As the tribal costumes are expensive to make, and the Indians are mostly working-class, some tribes make paid appearances at non-Mardi Gras events for a small gain. Outsiders have suggested that the Indians should further exploit their culture for monetary gain; however, the Indians themselves do not see it that way. As chief of the city’s oldest tribe explained, “Indian culture was never, ever meant to make any money.” The problem is that the Indians don’t think others should make money off of their culture either. Many of them are upset when they see calendars and prints with their photos for sale because they know that someone else is profiting from the Indian tradition, including the time and money that the Indians put into their elaborate costumes.
As a result, some Indians have filed for copyright protection for their costumes. A photograph of the costume would then potentially be protected as a derivative work. The problem is that clothing designs generally are not protected under American copyright law because they are considered functional rather than aesthetic. Accordingly, an attorney for some of the Indians argues that the costumes can be protected as sculptures. The argument, according to a UCLA law professor, is that “the Mardi Gras Indian costumes are pretty wild and not functional in the ordinary sense of the word . . . .” Of course, the counterargument is that runway fashion designs are not copyrightable, even though few people would consider those designs useful. No court has yet tested the validity of the copyrights that Indians currently hold in their costumes.
Copyright law is unclear on whether the costumes could be copyrightable as sculptures. A successful argument would classify the costumes as a work of applied art. Under the Copyright Act, a “useful article” is “an article having an intrinsic utilitarian function that is not merely to portray the appearance of the article or to convey information.” Such articles are copyrightable “[o]nly if, and only to the extent that, such design incorporates pictorial, graphic, or sculptural features that can be identified separately from, and are capable of existing independently of, the utilitarian aspects of the article.”

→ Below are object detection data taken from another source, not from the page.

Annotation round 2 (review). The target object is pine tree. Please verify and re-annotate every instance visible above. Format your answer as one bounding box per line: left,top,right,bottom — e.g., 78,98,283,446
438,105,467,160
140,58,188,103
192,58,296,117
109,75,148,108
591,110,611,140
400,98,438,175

One could argue that the Indians’ costumes are analogous to masquerade costumes. The Ninth Circuit classified masquerade costumes as copyrightable works of applied art, finding that “[t]he function of costumes has little to do with their design.” The Fifth Circuit, however, did not extend protection to uniforms for casino workers, including masquerade costumes. As New Orleans is in the Fifth Circuit, an attorney for the Indians would have to find a way to distinguish their costumes from the casino worker costumes. One way of doing this would be to focus on the fact that the casino costumes are meant to serve the utilitarian purpose of a work uniform. The Indian costumes are created for their artistic elements more than they are created for the usual utilitarian purposes of clothing, such as protecting the wearer from the elements. It’s unclear how the court would respond to that argument. As New Orleans is a city that strongly protects its traditions, the court may be willing to take a broad reading of the Act to afford protection to the Indians’ costumes.